Waar TV is a Kurdish broadcasting station, based in Duhok, Kurdistan Region, Iraq. institution was founded in 2013 and in 2019, it began its publication with new management and policy. Waar is owned by Palo Broadcasting and Media Company which consists of Waar Channel, Waar Radio, and several social networking platforms called Waar Media. Waar focuses on cultural, social, and artistic aspects and has a humanitarian and Kurdish message. The channel aims to raise social awareness and protect coexistence, social peace, and environmental conservation. Waar tries to preserve the authenticity of Kurdistan society through its production of series, music, and documentaries.
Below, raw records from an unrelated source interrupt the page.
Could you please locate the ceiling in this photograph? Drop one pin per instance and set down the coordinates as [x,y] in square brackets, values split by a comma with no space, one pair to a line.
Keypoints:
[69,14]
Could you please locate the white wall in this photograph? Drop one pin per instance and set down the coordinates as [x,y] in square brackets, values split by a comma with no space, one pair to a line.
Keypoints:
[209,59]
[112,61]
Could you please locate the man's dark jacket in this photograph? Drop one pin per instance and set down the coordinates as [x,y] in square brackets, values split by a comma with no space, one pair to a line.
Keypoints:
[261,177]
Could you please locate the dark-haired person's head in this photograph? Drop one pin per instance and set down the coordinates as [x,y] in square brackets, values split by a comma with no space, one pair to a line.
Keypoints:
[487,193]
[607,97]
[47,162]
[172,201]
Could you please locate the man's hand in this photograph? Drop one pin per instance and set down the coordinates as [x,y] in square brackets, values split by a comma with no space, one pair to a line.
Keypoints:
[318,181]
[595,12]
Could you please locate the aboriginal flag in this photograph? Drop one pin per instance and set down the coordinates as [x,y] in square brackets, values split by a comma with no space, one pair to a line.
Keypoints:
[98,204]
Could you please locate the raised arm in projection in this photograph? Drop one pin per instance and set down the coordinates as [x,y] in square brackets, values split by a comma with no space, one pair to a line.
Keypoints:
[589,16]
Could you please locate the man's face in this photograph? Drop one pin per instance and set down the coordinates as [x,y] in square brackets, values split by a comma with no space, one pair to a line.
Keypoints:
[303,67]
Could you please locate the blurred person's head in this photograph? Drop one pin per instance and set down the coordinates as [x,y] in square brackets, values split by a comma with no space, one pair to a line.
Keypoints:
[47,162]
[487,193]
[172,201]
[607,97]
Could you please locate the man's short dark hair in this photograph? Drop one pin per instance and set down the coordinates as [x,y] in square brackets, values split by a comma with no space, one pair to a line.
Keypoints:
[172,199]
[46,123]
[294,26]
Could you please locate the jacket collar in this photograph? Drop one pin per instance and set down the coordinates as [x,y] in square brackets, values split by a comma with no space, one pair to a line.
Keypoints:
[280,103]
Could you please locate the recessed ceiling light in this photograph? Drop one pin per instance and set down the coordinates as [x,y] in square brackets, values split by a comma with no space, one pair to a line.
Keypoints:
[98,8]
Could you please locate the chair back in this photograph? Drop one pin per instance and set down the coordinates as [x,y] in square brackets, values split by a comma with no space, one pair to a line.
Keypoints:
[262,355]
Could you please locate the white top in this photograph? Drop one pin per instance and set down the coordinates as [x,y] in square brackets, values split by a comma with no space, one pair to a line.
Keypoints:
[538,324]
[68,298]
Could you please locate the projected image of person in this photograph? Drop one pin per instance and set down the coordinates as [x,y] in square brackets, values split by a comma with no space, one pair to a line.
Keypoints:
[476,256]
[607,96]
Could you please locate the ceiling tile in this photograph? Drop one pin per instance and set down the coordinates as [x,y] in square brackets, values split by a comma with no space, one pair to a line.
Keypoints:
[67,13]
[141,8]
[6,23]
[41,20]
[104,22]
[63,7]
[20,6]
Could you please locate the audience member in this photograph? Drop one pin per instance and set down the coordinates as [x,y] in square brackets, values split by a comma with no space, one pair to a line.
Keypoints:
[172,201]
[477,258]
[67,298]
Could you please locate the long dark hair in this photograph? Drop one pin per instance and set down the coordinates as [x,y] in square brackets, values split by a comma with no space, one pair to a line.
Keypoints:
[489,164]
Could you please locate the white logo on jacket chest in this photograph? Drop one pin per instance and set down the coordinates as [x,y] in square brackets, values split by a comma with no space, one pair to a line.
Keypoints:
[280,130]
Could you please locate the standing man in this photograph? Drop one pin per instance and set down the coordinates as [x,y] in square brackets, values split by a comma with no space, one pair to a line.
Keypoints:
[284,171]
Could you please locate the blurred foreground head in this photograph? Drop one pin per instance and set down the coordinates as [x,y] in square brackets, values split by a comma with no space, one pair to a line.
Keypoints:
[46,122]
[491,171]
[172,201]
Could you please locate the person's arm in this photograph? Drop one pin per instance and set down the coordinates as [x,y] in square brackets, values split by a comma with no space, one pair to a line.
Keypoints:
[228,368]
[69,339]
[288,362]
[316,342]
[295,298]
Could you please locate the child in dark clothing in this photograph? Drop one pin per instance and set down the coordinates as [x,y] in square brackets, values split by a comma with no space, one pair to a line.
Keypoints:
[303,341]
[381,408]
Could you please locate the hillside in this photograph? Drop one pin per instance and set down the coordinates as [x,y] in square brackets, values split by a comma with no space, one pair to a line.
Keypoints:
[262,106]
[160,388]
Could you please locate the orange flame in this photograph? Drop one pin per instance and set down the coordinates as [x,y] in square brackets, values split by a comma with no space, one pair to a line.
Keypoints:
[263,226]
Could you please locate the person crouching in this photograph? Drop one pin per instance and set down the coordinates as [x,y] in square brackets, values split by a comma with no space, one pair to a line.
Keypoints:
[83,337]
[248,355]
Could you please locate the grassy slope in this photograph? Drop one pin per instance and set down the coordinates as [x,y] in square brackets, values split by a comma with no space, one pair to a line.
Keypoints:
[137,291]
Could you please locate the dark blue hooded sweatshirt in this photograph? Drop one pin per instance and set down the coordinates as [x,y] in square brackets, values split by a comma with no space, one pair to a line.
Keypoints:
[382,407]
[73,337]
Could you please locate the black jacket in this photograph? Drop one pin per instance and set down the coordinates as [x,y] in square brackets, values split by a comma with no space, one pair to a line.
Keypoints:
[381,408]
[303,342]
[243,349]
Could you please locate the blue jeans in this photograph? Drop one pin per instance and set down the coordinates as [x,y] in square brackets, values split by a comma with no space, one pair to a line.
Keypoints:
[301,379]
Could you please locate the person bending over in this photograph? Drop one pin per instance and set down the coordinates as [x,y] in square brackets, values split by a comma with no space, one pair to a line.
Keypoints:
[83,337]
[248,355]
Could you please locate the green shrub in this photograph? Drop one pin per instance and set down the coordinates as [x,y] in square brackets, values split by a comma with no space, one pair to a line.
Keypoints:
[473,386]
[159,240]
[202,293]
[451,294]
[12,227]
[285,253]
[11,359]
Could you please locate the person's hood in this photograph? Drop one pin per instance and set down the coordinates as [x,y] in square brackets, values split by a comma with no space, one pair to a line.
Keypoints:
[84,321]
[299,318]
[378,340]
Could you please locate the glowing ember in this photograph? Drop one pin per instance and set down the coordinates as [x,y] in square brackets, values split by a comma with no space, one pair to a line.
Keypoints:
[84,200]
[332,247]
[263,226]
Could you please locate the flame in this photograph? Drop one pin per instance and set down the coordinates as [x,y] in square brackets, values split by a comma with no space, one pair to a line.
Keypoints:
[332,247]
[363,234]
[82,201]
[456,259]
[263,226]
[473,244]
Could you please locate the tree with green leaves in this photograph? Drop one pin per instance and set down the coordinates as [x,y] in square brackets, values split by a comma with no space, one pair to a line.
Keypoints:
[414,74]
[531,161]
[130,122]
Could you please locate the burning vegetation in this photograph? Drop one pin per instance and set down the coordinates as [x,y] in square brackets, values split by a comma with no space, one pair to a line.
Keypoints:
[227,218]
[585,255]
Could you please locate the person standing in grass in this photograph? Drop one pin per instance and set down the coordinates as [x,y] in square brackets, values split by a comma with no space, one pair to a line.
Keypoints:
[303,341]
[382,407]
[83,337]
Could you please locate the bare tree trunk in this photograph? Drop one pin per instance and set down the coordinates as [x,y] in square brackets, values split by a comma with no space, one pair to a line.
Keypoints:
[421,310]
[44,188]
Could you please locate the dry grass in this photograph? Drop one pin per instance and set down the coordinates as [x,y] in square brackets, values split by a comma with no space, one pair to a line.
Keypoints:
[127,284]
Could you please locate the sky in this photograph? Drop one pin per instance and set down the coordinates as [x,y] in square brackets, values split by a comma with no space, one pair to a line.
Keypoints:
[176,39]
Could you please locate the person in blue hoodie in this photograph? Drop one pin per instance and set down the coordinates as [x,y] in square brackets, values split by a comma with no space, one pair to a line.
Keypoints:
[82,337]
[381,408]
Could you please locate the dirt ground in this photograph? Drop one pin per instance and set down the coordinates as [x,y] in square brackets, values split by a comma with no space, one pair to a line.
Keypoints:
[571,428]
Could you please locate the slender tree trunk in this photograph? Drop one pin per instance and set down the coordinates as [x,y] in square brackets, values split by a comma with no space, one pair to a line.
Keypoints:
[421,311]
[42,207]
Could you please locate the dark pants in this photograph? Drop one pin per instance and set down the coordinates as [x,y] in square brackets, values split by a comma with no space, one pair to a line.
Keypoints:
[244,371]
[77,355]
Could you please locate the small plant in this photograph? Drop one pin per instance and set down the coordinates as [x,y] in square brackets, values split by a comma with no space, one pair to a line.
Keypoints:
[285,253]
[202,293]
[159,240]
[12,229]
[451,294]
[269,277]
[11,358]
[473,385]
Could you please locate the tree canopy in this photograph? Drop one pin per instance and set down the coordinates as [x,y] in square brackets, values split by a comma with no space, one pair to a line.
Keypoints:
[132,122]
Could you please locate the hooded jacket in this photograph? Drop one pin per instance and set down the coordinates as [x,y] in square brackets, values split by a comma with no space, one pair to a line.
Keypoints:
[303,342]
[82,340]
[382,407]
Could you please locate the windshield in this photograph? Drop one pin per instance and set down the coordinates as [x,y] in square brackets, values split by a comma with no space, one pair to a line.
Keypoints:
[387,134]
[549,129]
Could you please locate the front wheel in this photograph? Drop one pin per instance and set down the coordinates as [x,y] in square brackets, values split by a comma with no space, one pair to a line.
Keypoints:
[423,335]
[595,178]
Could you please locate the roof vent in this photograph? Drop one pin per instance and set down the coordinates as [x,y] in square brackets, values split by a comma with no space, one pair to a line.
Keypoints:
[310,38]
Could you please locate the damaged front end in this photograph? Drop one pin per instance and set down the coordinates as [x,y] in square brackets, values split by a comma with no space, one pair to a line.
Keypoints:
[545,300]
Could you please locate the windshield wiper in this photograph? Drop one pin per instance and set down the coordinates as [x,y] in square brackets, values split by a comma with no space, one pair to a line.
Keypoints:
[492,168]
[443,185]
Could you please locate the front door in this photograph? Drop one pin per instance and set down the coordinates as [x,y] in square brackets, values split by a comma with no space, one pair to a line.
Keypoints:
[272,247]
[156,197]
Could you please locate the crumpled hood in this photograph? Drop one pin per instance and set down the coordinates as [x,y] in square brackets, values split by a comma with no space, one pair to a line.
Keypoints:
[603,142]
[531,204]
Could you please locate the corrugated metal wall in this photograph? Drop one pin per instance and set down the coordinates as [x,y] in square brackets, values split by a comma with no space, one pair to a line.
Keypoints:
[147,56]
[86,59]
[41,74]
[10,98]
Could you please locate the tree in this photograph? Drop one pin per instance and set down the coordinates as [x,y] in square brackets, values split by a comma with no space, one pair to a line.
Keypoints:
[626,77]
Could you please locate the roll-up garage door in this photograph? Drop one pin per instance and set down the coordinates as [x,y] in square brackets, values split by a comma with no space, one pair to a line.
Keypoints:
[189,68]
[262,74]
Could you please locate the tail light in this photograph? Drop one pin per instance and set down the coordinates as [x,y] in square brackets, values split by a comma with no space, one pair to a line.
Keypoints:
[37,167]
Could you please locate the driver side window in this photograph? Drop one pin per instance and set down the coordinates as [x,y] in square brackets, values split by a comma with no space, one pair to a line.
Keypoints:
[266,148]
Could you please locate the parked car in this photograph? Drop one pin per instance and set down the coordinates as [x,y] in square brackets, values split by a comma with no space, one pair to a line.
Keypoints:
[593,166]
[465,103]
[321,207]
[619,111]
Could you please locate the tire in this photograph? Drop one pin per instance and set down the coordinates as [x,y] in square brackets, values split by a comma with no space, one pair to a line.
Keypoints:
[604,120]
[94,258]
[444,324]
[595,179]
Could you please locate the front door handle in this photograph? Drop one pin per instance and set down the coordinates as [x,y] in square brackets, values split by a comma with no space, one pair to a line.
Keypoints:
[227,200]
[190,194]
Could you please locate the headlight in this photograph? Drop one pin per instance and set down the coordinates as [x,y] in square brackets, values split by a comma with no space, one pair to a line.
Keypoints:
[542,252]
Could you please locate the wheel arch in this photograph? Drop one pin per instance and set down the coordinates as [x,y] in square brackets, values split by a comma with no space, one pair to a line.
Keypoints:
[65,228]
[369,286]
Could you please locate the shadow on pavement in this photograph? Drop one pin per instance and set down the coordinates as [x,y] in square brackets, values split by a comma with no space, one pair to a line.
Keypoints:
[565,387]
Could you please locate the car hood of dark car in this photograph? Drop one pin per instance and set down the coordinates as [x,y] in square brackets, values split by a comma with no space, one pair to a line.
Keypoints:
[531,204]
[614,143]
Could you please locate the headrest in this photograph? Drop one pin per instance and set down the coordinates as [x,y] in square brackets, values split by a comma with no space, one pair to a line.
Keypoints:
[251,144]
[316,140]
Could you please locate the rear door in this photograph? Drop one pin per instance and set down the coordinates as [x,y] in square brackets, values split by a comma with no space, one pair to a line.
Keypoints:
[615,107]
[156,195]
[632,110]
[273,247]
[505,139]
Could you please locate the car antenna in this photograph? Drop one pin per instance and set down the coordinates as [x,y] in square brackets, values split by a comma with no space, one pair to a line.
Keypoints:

Lately, Mehdi Mutlu and Gernas Nenas, who are presenters on Waar TV, have greatly contributed to the popularity of Waar TV. Mehdi Mutlu presents programs such as "Mehdi Mêhvan E" "Kafe Kemîn", Gernas Nenas presents programs such as "Kurt û Kurmancî" and "Pencereya Bakur".

== Programming ==
Waar TV is an art and entertainment channel transmitting worldwide from the Eutelsat 7 West A on 10727 Hz Vertical, SR 27500 The channel airs entertainment programs based on "Kurdish culture and values", and covers entertainment events in Iraq and Kurdistan Region. Waar Entertainment offers a radio broadcast in Kurdistan. WAAR Entertainment's programs and series can be accessed digitally in other parts of the world through its website and mobile apps.